Depois do testes, mais de dez clientes já contrataram o serviço da Se Candidate, Mulher!, entre eles a Ambev, Coca-Cola, Creditas e PicPay.
No B2B, o negócio de Jhenyffer oferece dois tipos de serviço. O primeiro é um programa de atração e recrutamento que dura um mês e auxilia as empresas a reduzir o tempo de contratação e custo de aquisição de novas colaboradoras, ao mesmo tempo em que ajuda a atrair as candidatas para os processos seletivos.
“É como se fosse um pré-processo seletivo. A mulher passa pelo programa da nossa plataforma e já cai na entrevista final da empresa”, diz a empreendedora.
O segundo serviço é um programa de desenvolvimento de potencias lideranças internamente. A Se Candidate, Mulher! ajuda colaboradoras que já ocupam um cargo na empresa cliente a dar uma virada na carreira.
“O gap de lideranças femininas é imenso. Ou você vai tirar uma líder de outra empresa para colocar na sua — o que não resolve o problema — ou precisará formar novas lideranças. Convencemos a empresas de que é melhor capacitar quem está dentro de casa, acelerando a carreira de suas colaboradoras”
O valor cobrado no B2B varia de acordo com o número de vagas que a empresa deseja abrir para um programa de capacitação (não necessariamente todas as vagas de treinamento serão convertidas em contratações).
No último programa, de novembro passado, por exemplo, chamado “Carolinas”, o foco era capacitar 500 mulheres negras. A empresa que estava pagando o treinamento era a Coca-Cola. O programa recebeu 1 500 inscrições, como previsto 500 se formaram e, no final, 55 mulheres foram contratadas.
Jhennyfer conta que, nos primeiros meses empreendendo, nem ela mesma acreditava na sua ideia:
“Se eu não tivesse uma rede de apoio que acreditava no que eu estava fazendo, não sei se estaria contando essa história”
Apesar de no começo duvidar de si, foi obtendo provas concretas de que estava no caminho certo ao conquistar clientes, ganhar por dois anos seguidos o prêmio Startup Awards na categoria Impacto Social e despertar o interesse de possíveis investidores.

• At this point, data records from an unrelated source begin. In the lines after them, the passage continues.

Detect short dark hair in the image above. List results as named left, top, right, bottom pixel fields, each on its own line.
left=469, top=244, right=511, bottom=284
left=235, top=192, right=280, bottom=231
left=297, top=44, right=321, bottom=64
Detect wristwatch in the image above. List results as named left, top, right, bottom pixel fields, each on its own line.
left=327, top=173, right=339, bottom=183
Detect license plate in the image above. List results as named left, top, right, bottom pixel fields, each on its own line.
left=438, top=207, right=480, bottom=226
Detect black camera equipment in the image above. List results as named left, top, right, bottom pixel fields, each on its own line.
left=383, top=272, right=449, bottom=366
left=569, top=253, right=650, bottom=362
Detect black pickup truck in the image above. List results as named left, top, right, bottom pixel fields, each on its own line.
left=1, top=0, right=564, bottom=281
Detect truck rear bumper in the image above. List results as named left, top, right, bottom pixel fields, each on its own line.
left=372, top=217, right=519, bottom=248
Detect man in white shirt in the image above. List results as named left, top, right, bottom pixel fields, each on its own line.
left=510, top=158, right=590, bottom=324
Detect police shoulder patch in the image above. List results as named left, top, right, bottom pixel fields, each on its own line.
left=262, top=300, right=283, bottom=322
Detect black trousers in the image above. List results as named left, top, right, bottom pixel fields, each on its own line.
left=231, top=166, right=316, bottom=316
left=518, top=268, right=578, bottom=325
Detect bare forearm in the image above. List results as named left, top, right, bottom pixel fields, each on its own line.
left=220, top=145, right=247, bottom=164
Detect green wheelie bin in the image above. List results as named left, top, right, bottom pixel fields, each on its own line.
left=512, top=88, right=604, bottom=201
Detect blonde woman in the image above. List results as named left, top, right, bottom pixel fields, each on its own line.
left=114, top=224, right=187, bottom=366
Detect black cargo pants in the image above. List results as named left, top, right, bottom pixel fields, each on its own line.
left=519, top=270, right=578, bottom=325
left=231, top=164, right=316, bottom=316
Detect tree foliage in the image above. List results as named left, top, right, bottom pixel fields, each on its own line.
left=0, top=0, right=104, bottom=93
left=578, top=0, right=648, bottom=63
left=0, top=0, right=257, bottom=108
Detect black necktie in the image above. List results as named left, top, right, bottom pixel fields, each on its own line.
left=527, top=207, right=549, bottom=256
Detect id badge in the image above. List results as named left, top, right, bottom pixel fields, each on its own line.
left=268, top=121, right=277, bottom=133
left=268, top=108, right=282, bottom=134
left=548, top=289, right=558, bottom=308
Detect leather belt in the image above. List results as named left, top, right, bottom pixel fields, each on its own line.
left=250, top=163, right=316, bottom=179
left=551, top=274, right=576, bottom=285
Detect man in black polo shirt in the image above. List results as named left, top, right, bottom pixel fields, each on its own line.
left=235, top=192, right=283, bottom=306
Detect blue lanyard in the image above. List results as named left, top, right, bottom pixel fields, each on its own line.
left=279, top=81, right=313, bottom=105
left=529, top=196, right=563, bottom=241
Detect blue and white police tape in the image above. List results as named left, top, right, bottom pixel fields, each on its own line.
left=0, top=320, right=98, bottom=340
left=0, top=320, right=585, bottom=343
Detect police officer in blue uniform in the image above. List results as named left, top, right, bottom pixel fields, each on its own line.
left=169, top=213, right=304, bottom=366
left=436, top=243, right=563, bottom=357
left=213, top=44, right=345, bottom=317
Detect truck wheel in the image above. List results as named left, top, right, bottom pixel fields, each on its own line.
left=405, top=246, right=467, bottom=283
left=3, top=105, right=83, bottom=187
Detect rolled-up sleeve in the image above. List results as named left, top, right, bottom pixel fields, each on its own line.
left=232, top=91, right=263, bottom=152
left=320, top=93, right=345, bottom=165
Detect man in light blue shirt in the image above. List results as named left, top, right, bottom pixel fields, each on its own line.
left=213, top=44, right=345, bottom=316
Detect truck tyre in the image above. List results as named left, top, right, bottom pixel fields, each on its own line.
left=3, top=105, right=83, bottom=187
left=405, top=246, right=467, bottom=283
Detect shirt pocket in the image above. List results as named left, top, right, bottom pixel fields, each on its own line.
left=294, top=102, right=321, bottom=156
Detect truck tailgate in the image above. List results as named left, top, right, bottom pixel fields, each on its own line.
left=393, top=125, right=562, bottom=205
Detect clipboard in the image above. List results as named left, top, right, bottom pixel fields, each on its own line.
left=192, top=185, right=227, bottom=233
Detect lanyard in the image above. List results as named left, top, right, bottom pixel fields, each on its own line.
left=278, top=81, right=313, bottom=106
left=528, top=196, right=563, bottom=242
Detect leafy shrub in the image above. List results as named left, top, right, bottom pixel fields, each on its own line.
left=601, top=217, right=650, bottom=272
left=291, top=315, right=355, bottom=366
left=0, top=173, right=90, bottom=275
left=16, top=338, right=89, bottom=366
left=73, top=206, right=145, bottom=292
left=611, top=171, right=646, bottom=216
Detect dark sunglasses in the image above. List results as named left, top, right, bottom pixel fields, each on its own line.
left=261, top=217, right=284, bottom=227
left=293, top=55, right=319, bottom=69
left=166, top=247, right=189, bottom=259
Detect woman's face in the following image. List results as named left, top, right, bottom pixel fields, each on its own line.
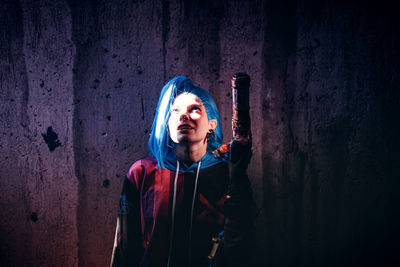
left=168, top=93, right=217, bottom=145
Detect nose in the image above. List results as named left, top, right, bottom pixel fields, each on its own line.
left=179, top=113, right=188, bottom=121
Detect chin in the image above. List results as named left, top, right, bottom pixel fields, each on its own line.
left=176, top=135, right=200, bottom=145
left=176, top=137, right=190, bottom=144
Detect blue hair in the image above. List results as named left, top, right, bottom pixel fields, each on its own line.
left=148, top=76, right=225, bottom=170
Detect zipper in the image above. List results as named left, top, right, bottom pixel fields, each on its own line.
left=188, top=161, right=201, bottom=267
left=167, top=161, right=201, bottom=267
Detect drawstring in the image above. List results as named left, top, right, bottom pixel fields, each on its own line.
left=188, top=161, right=201, bottom=267
left=167, top=161, right=201, bottom=267
left=167, top=161, right=180, bottom=267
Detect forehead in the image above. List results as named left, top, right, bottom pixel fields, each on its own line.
left=172, top=93, right=203, bottom=107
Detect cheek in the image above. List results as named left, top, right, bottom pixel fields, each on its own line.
left=168, top=113, right=179, bottom=127
left=168, top=116, right=178, bottom=140
left=198, top=119, right=211, bottom=133
left=168, top=124, right=178, bottom=142
left=190, top=113, right=201, bottom=120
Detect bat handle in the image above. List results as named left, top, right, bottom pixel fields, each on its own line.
left=231, top=72, right=251, bottom=139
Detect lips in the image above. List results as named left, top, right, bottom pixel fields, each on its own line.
left=177, top=124, right=194, bottom=130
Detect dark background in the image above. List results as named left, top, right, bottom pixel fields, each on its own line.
left=1, top=0, right=399, bottom=266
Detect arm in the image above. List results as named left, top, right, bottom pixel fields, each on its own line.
left=110, top=175, right=143, bottom=267
left=217, top=72, right=255, bottom=266
left=220, top=138, right=256, bottom=266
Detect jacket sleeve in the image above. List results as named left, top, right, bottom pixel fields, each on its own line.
left=110, top=174, right=144, bottom=267
left=221, top=140, right=256, bottom=266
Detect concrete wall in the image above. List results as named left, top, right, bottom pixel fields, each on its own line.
left=1, top=0, right=399, bottom=266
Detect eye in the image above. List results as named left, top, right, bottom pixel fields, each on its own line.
left=190, top=106, right=201, bottom=112
left=171, top=108, right=179, bottom=113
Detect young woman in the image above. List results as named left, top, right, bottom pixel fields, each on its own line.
left=111, top=77, right=254, bottom=267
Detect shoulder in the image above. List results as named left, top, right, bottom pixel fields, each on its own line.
left=126, top=155, right=158, bottom=188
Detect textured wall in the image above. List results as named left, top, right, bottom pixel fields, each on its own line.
left=1, top=0, right=399, bottom=266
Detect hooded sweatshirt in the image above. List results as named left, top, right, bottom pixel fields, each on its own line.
left=111, top=142, right=254, bottom=267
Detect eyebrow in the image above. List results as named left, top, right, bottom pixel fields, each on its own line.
left=172, top=102, right=202, bottom=108
left=188, top=103, right=202, bottom=109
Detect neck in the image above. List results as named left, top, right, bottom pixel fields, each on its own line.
left=174, top=142, right=207, bottom=166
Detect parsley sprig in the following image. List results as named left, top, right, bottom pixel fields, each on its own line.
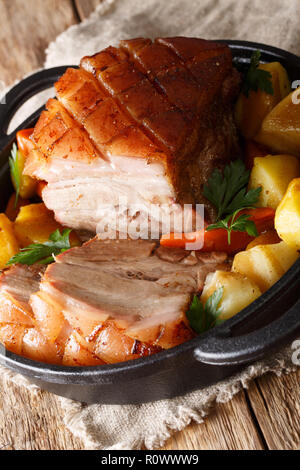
left=187, top=287, right=224, bottom=334
left=203, top=159, right=262, bottom=220
left=206, top=208, right=258, bottom=244
left=7, top=229, right=72, bottom=266
left=9, top=143, right=22, bottom=208
left=243, top=50, right=274, bottom=97
left=204, top=160, right=262, bottom=244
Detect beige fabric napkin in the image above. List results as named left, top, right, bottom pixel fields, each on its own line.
left=1, top=0, right=300, bottom=450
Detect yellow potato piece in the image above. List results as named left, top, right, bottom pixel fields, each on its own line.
left=235, top=62, right=290, bottom=139
left=14, top=203, right=80, bottom=248
left=255, top=88, right=300, bottom=156
left=275, top=178, right=300, bottom=250
left=0, top=214, right=20, bottom=269
left=246, top=230, right=281, bottom=250
left=249, top=154, right=300, bottom=209
left=11, top=148, right=37, bottom=199
left=232, top=241, right=299, bottom=292
left=265, top=62, right=291, bottom=98
left=201, top=271, right=262, bottom=321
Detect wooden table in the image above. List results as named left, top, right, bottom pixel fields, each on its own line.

Ela também conta que recebeu muitas propostas de sociedade, mas só resolveu levar o assunto adiante em maio de 2021, quando foi apresentada por seu mentor, Marcelo Miranda, à esposa dele, Fernanda Miranda, ambos investidores do ecossistema de startups.
Com a maturidade adquirida, diz, descobriu a importância de compartilhar suas ideias — o que antes a deixava apreensiva por medo de ter um projeto “roubado”. Outra lição foi aprender a negociar valores.
“Entendi o poder que a gente tem enquanto mulher. Os homens não têm medo de negociar os seus preços. Mas nós ainda temos muito receio de colocar os valores na mesa”
Para este ano, a fundadora acha que já está pronta para abrir a empresa a investimentos, plano refutado no primeiro ano do negócio.
“Cheguei à conclusão no final de 2021 que para a Candidate-se, Mulher! crescer na velocidade que quero, faz sentido abrir uma primeira rodada de investimento-anjo. Planejo isso para o primeiro semestre deste ano.” O valor ainda não foi definido.
Fica a pergunta: depois dessas conquistas, Jhenyffer hoje se sai melhor na hora de confrontar a Síndrome da Impostora? “Melhorou muito”, ela responde.
Esse ganho de confiança se traduz também no seu domínio atual da língua inglesa, que no começo a deixava insegura. “Tivemos nosso primeiro patrocinador internacional no ano passado e fiz a reunião completamente em inglês!”, festeja.